RENO, Nevada -- Dean Parker will soon put a couple of 250-kilowatt natural gas boilers on eBay.
Parker, the executive director of the Peppermill Casino here, replaced four boilers with a combined capacity of one megawatt at the casino last year with a geothermal system that provides all of the heating and hot water required by the facility.
In all, that’s 2.1 million square feet of real estate, two outdoor pools, spas, 1,635 rooms and 16 theme bars heated by, and provided with hot water from, energy from the bowels of the earth.
While Parker will keep two boilers for backup, two other boilers will get auctioned off.

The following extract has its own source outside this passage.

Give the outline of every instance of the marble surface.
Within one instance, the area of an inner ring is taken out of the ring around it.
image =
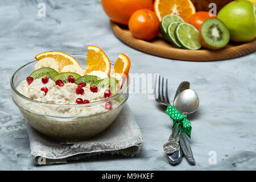
[[[45,17],[38,15],[40,2],[46,5]],[[1,170],[256,169],[256,53],[197,63],[141,52],[115,37],[100,0],[2,0],[0,24]],[[112,60],[120,52],[126,54],[131,73],[167,77],[171,98],[180,82],[190,81],[200,100],[198,111],[189,117],[195,166],[185,158],[176,166],[167,160],[163,144],[172,124],[163,108],[148,99],[151,89],[131,94],[128,101],[144,138],[137,158],[102,155],[63,165],[33,163],[24,120],[11,100],[10,78],[37,53],[59,50],[86,55],[88,45],[101,47]],[[216,154],[216,164],[209,163],[210,151]]]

One of the most stunning things about geothermal technology is the size. The now-silent boilers (see photo below) occupy the bulk of the interior space of a facilities building. The heat transfer unit -- a set of 160 plates (see photo) that extract heat from water pumped from 4,400 feet from underground and transfer that energy to the water that circulates in the casino’s pipes -- looks like it could almost fit in the back of a pick-up truck.
‘That’s it?’ is the common reaction.
The geothermal well looks even more mundane. The injection and recovery well heads are located under a steel door in the parking lot that takes up less space than two parking spots. The wells and necessary equipment together cost $9.5 million.
“We save $2.2 million on natural gas a year,” he said.
Approximately 900 gallons of water per minute pass through the plates on average, but the entire system barely makes any sound. (See video.) Like any hotel, demand for hot water spikes at various times of the day: the Peppermill can increase the hot water it extracts to 2,200 gallons a minute.
In the coming months, Parker will connect the company’s snow removal equipment to the geothermal system. And if it didn’t require a major retrofit, he said he’d even consider getting some of the casino’s air conditioning power from geothermal.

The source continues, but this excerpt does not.